森見登美彦の「桜の森の満開の下」に対するオマージュを読むために再読。作品自体は 1947 年のもの。ちなみに初めて自分が読んだのは35年くらい前になる。
学生だったわたしはデカダンが好きで、坂口安吾は結構読んだ、はずだ。とうのは、完璧に内容を忘れていたからだ。こんなに考えさせる話だったのか。あのころのワタシは何を読んでいたのだろう?なんかきっと、文字に慣れ親しむための、字面をただ負うだけのモジトレ?みたいな感じだったのだろうか。びっくりするな。
モチーフは、桜の森の満開の下は居心地が悪いってことだ。森見登美彦のレンズを通して読むとそれは、「気が散る」から。どういうことかというと、わたしたちはふだん、自分に集中して生きている。判断基準は、自分がよいかどうか。ところが、桜の森の満開の下は、その気持ちを迷わせる。絶対的な美が、自分という存在(アイデンティティ)を相対的に揺らがせる。
主人公にとっての「女」も、そんな存在だった。自分のありかたに満足し、己の自然に生きる彼に「女」は別の物差しを突きつける。その鏡に照らすと、主人公は途端に矮小化され、欲しくもないものも手に入れないと生きにくい状況におかれる。それを避けるために、彼は人の基準に従わされて自分をますます見失っていく。
恋は「他者」と向き合わせる。結果的にはそのコンフリクトが自分に新しい概念を獲得させる「成長」という褒賞を与えるとしても、それは自分と、他者の存在をかけた戦いだ。壊れるぎりぎりのところに甘い蜜がある。身体は壊れることで再組成され伸びしろをつくる。なんたる、アンビバレンツ。あなたを欲する魂からの希求が己を破壊する動力なのだから。

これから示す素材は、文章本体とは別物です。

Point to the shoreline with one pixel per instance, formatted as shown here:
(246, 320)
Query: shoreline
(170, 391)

自己保存の本能がたしかに働くのなら、恋などに現を抜かさない。なにかの気の迷い、魑魅魍魎の悪戯なのだ、早々に目を覚ますのだ。
かくして、主人公は「女」を切り捨てて自分を取り戻す、かに思えたが、「女」を切り捨てたあとには彼には生きる理由は残っていないのだった。盛りの過ぎた桜は散るばかり、その一時的な熱狂がかならず失われるならば、むしろ孤独のままに狷介に生きることによって、ずっと充足した自分のままでいることもできたのに。
と、ラストは「女」も主人公も桜の森の満開の下に消え失せるのだが、まーそれはちょっとロマンチストすぎるというか、おはなしだからね、とわたしはまとめたい。なぜなら、ふつうは、お話が終わったって人は生きているから。思いがけず持つことになってしまった心のなかの「なまあたたかいもの」の扱いをもてあましながら、昨日終わったお話の明日を今日、生きている自分の絶対値を、ちょっと誇らしく思って前に進んだっていいんじゃない?
という感じで、また明日。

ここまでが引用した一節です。